14 Nov 2000 - 16 Nov 2000 (53 posts) Archive Link: "Anarchism package"

Summary By Zack Brown

People: Yotam RubinDavid StarnerRalf TreinenSteve Greenland

Yotam Rubin asked, "is there really room for the package anarchism? According to how I see it, anarchism doesn't relate directly to computers. Bascially, it performs the duty of expressing a political opinion. Should Debian officially endorse political material? Another thought, if Debian is to include political material, shouldn't the entire spectrum be heard? I don't think that Debian exists in order to tip the balance in the favor of anarchism." David Starner replied that the subject had come up before, and that "A developer has huge flexibility on what they can upload, with the main force against it being social. I believe the maintainer agreed that once the data section was created, it would be moved to the data section. There it stands, and there it will stand until something changes. If you don't want it, don't install it." He also asked people to please not start up the flamewar again.

In the course of discussion, various folks pointed out that Debian also included the Bible and similar packages. There was a lot of back-and-forth about whether such things should be included in Debian, and it was again mentioned that the 'data' section, when it appeared, would be the proper place for those documents. At one point David Starner said:

If someone uploads something hateful, I'm sure that the Debian developers will take action to remove it before release, and probably action to prevent anything like it being uploaded. But until then, nobody's being hurt by a few packages laying around the archives. Pick one up, look through it, maybe you'll learn something. Or don't.

Remember when someone uploaded huge maps of coastlines? Several developers complained until the offending developer relented. Had he not relented, Debian would have been heaver by a couple hundred megabytes . . . and nothing would have happened. Had "they" decided to toss regulations around, everyone's blood pressure would have been up, and Debian would probably have lost at least one good developer.

Ralf Treinen pointed out that 'hateful' was in the eye of the beholder, and he personally found that "the bible being distributed by Debian deeply shocks me, and that I wouldn't have considered becoming a member if the bible was not counter-balanced by the anarchism package." He added, "being member of a project that distributes theistic propaganda is hard to swallow for me. Though I can life with the existing compromise.

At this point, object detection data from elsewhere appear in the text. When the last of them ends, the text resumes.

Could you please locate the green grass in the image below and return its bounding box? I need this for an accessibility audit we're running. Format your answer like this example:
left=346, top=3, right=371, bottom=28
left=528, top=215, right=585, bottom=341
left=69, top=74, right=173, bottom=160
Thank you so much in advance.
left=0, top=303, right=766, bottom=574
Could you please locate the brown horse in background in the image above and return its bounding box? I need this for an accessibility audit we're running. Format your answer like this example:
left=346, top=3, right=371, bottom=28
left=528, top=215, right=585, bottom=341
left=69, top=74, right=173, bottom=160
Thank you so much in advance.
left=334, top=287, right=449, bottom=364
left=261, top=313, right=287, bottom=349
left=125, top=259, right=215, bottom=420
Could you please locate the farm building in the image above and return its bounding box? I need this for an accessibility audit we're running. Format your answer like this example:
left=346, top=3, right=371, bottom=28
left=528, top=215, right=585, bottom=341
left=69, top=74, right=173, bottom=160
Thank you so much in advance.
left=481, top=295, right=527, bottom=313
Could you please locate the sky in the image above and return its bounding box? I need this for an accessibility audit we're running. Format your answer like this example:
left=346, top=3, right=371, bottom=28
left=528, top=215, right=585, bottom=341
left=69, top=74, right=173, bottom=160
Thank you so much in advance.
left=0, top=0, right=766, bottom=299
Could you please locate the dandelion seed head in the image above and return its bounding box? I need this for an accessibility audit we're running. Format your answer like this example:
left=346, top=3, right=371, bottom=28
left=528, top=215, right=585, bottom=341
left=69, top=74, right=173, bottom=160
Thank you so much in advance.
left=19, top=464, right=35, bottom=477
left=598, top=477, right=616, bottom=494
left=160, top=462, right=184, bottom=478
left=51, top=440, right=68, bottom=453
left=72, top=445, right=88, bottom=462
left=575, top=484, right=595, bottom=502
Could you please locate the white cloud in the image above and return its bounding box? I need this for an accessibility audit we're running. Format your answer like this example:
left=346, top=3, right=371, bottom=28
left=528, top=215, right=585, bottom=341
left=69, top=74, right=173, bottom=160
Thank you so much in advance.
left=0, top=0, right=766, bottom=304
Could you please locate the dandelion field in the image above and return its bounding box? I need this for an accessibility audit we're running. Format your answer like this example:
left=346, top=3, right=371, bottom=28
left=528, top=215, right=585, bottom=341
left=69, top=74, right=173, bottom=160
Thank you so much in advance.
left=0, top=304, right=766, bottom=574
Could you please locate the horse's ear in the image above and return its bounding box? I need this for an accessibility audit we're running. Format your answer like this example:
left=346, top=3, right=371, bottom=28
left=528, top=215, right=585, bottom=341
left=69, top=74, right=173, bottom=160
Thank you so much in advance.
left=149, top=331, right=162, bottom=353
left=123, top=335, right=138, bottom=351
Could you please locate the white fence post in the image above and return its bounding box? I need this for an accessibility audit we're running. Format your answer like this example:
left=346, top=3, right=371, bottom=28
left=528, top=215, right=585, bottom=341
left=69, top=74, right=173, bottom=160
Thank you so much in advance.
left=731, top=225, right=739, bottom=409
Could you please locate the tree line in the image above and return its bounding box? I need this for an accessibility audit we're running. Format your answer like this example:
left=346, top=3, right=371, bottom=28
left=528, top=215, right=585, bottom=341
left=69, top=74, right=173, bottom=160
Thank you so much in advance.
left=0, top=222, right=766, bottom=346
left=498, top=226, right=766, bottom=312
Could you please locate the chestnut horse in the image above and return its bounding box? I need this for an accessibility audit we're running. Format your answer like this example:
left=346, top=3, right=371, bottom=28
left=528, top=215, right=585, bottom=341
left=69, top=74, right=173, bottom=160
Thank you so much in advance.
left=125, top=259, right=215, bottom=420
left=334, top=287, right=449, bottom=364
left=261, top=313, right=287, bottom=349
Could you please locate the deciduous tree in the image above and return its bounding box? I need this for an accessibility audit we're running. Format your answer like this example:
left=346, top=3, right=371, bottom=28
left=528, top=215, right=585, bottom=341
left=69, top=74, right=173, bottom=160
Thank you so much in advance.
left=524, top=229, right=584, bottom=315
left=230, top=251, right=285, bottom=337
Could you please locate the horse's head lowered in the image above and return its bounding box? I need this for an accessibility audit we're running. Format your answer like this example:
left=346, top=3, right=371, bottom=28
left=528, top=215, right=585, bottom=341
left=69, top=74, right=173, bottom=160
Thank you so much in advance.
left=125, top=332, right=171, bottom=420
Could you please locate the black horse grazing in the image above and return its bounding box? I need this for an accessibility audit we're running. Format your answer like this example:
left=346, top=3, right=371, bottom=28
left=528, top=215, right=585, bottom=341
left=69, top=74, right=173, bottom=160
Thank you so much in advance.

The best would be to ban completely religious, philosophical or political documents from Debian." To which Steve Greenland remarked, "Such as, perhaps, the GNU Manifesto? Or the Debian Social Contract? I'm not a big fan of the Christian Bible either, but it hardly *hurts* me." Interspersed with these arguments, other folks advocated simply not installing packages they didn't want, while others continued to remind people that the discussion had taken place before and was available in the archives.